= Louisette Dussault =

Canadian actress and writer (1940–2023)

Louisette Dussault (12 June 1940 – 14 March 2023) was a Canadian actress and writer from Quebec.

==Life and career==
Louisette Dussault was born in Thetford Mines and studied at the National Theatre School of Canada. With Jean-Claude Germain, she founded Les Enfants de Chénier and took part in their show Grand Spectacle d'adieu. She performed in works by André Brassard and Michel Tremblay, including the film Françoise Durocher, Waitress, first readings of Les Belles-Soeurs, Demain matin, Montréal m'attend and Tremblay's translations of Lysistrata and Dario Fo's Mistero Buffo. She appeared in the important feminist works La Nef des sorcières and Les Fées ont soif, as well as in her own monologue Moman. This last work was translated into English as Mommy and was included in the collection Anthology of Quebec Women's Plays in English Translation Vol I (1966–1986) (2006). Dussault wrote and performed in the play Pandora ou Mon p'tit papa. She appeared in the title role in the award-winning play Le voyage magnifique d'Emily Carr.

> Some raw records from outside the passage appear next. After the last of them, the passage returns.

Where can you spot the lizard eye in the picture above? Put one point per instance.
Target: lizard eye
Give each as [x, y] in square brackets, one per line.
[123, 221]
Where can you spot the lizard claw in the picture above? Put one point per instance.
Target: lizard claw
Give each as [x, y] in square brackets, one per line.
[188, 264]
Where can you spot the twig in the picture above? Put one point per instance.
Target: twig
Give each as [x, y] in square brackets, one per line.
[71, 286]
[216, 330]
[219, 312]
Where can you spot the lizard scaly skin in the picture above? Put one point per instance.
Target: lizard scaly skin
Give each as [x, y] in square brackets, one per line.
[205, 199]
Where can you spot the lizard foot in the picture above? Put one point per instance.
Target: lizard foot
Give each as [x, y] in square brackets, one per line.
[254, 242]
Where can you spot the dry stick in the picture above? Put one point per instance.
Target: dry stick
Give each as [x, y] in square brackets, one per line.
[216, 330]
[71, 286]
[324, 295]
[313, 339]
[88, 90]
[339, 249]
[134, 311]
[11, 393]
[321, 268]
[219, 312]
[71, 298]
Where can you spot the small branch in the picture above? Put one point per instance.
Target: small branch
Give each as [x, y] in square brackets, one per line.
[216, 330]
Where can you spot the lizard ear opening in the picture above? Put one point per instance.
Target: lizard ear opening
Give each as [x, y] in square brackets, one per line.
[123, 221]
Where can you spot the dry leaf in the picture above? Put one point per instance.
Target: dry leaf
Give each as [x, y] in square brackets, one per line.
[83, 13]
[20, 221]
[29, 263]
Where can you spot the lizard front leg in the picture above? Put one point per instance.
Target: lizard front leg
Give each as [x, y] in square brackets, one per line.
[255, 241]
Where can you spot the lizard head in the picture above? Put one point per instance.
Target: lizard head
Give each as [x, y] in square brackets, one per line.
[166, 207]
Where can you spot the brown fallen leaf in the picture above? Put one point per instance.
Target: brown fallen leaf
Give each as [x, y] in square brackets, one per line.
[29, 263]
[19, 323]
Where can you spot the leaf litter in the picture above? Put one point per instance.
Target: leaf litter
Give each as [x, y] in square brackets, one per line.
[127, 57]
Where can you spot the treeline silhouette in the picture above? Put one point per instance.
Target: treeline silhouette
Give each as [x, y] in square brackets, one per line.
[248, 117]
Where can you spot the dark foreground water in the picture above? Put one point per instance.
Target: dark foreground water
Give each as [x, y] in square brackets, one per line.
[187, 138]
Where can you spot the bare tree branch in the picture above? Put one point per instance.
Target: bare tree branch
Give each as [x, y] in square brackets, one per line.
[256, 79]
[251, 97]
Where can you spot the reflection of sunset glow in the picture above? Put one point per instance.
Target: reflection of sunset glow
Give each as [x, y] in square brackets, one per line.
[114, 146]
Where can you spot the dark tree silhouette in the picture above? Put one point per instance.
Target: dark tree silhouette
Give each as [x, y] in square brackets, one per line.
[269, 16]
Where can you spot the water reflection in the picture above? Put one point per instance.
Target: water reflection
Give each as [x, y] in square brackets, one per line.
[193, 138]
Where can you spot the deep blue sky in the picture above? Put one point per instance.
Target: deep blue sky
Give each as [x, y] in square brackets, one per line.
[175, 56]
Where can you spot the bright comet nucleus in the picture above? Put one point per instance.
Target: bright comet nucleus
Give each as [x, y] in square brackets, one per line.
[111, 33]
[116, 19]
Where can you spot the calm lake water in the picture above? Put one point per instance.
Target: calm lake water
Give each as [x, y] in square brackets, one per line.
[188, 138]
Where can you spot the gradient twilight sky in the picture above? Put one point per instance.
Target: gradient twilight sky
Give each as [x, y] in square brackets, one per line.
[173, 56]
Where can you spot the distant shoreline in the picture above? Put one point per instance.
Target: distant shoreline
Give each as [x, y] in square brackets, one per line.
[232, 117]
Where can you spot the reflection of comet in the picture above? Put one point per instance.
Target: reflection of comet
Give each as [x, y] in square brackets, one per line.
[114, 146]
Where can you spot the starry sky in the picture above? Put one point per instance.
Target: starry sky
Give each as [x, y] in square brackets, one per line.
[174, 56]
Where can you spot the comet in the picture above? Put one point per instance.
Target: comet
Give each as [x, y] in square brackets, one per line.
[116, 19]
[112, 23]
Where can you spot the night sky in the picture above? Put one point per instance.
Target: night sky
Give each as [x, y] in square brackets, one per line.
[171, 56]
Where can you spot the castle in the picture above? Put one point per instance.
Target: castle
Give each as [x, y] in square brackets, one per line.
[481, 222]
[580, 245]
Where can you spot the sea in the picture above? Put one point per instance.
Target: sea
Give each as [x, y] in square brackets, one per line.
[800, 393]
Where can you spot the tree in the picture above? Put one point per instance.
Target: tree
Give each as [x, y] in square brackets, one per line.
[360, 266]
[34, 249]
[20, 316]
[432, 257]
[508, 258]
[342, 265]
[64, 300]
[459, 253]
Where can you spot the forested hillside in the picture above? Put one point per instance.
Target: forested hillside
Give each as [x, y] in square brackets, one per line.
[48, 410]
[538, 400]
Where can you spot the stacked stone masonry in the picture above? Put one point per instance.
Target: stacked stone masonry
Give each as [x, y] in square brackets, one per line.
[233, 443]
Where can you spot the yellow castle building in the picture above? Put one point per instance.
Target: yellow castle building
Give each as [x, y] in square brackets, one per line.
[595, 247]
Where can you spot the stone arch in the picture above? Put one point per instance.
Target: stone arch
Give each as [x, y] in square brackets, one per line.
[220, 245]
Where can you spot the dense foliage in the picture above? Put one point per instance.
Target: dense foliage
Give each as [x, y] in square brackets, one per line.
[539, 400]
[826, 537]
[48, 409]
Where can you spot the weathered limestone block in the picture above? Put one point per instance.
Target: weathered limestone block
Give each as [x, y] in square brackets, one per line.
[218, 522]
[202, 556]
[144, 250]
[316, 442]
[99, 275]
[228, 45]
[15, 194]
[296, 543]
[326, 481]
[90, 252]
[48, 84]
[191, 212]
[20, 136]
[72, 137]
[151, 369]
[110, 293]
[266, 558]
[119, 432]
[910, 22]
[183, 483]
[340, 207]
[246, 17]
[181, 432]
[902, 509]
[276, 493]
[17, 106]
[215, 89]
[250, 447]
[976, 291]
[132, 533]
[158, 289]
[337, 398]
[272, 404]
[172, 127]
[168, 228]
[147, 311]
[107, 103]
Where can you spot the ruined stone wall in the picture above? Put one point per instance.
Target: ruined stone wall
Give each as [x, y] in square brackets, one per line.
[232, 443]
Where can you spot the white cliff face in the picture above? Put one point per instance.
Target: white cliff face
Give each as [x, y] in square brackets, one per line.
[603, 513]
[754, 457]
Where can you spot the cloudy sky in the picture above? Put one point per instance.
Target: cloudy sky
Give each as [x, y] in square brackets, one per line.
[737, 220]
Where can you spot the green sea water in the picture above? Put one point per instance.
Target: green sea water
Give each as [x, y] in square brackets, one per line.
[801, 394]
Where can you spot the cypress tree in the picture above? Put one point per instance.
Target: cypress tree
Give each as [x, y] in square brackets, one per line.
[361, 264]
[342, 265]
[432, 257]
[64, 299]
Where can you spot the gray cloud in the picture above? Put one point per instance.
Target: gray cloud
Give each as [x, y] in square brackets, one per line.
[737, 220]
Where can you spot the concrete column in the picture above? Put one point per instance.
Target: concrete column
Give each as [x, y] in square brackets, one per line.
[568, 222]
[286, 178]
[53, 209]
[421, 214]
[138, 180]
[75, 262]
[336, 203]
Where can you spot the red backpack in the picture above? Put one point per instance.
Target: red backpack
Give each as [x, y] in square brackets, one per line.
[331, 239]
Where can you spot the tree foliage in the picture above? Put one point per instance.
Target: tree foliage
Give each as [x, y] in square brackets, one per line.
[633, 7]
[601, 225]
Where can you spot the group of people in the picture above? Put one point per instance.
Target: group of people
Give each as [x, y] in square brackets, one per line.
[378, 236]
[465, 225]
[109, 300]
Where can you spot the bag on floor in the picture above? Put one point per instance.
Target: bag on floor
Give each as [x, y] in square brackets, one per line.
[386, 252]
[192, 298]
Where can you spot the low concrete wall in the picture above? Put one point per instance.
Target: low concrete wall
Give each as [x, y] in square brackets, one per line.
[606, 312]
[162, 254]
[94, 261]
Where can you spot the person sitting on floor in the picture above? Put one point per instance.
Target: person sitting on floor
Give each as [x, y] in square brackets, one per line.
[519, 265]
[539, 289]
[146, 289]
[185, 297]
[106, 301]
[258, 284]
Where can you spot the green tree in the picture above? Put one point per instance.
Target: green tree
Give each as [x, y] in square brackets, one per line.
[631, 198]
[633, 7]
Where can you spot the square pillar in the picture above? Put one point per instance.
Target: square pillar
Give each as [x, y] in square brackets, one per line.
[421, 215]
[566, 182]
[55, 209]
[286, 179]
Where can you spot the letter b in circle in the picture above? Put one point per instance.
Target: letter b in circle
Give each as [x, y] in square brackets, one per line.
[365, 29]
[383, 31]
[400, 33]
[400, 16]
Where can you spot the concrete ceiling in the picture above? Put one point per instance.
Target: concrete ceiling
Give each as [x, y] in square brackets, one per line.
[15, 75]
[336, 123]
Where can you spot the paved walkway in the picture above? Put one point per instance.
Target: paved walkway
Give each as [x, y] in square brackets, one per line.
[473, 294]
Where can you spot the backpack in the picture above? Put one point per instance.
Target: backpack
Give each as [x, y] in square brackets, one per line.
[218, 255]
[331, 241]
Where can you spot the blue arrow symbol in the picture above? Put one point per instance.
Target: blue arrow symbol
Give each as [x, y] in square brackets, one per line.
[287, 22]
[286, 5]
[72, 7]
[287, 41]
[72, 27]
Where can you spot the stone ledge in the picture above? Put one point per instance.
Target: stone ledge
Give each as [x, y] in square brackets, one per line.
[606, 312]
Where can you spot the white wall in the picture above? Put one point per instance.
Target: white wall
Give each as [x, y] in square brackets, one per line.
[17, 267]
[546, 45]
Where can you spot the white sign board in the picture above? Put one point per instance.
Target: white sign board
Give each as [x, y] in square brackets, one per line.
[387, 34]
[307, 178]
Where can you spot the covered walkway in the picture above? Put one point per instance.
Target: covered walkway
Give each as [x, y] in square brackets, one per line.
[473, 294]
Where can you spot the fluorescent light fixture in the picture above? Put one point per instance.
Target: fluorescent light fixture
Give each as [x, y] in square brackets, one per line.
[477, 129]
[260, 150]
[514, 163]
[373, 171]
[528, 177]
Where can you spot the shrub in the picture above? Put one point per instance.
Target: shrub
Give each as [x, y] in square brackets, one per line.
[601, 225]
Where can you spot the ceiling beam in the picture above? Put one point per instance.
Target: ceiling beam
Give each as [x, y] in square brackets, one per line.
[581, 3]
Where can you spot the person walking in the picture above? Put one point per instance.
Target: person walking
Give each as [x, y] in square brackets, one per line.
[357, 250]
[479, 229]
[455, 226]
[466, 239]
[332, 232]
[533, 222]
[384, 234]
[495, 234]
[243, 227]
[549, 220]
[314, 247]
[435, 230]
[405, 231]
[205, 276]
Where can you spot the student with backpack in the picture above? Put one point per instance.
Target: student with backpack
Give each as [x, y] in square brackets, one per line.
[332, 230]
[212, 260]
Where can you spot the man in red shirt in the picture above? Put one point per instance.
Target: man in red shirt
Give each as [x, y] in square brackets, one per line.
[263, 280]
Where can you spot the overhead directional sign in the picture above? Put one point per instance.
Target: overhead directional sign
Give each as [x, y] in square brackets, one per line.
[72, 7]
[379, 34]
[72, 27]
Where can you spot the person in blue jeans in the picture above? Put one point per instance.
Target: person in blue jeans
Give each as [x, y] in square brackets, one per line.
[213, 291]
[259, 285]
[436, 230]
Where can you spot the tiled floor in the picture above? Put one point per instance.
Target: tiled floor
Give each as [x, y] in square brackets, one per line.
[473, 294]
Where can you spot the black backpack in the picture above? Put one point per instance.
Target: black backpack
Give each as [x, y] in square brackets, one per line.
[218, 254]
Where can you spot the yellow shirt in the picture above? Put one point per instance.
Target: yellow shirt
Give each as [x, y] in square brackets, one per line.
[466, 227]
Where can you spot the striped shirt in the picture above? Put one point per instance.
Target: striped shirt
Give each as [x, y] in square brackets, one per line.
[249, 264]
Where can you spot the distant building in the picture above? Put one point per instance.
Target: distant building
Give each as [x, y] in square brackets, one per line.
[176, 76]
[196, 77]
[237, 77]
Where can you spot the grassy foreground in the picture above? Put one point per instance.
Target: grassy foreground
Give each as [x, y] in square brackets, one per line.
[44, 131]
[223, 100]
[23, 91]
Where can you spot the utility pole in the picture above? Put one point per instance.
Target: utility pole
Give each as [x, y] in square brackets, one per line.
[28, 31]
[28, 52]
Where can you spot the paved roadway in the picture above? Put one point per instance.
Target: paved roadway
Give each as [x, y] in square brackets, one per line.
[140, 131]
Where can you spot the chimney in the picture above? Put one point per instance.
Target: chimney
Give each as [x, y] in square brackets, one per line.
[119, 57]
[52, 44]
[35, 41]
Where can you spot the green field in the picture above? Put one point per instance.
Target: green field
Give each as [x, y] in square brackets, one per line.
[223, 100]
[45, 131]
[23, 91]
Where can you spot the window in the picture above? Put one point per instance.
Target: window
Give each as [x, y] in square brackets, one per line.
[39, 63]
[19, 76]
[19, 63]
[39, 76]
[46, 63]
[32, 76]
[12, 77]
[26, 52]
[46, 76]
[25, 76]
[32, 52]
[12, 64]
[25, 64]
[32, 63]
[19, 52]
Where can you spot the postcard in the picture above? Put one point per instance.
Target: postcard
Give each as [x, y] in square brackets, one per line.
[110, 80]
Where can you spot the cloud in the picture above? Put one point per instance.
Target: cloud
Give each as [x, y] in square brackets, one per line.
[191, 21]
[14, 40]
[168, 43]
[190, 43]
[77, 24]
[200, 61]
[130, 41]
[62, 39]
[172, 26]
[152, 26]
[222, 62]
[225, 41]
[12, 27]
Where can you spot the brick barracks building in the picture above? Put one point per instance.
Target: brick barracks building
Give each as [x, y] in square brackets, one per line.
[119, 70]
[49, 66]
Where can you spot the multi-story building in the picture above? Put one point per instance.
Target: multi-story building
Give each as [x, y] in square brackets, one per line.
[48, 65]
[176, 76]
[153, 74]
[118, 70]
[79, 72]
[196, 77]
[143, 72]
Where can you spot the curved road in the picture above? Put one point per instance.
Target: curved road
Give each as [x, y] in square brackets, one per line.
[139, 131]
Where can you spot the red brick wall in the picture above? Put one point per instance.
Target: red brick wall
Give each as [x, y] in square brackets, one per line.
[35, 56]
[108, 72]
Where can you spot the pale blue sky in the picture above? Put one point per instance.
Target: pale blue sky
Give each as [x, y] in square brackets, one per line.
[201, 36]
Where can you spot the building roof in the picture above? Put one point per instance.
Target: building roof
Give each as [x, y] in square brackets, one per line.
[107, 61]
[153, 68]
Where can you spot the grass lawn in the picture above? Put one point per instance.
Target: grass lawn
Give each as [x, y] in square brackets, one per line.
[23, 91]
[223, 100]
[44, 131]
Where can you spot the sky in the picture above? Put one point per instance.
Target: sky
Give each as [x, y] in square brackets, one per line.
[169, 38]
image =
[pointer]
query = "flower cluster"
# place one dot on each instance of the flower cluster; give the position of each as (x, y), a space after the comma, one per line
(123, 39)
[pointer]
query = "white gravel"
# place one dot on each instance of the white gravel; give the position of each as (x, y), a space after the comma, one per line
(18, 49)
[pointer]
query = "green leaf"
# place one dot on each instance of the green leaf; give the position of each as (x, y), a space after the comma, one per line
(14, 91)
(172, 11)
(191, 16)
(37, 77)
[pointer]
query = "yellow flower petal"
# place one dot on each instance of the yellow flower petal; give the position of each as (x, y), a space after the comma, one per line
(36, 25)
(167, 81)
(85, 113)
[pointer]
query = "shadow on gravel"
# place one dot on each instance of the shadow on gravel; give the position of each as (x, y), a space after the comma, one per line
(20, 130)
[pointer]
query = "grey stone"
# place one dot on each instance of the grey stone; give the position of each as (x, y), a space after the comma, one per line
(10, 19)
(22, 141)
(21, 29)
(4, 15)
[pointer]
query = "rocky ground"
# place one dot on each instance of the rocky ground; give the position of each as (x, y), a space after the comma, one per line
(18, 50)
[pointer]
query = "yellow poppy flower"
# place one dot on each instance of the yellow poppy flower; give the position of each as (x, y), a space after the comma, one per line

Dussault also performed on television and in film. From 1964 to 1971, she performed in the title role of the children's television series la souris verte. She also appeared in the television series Marilyn, Les héritiers Duval, Rumeurs, Les étoiles filantes and Destinées.

Dussault was awarded the Prix Victor-Morin in 1995.

Dussault died on 14 March 2023, at the age of 82.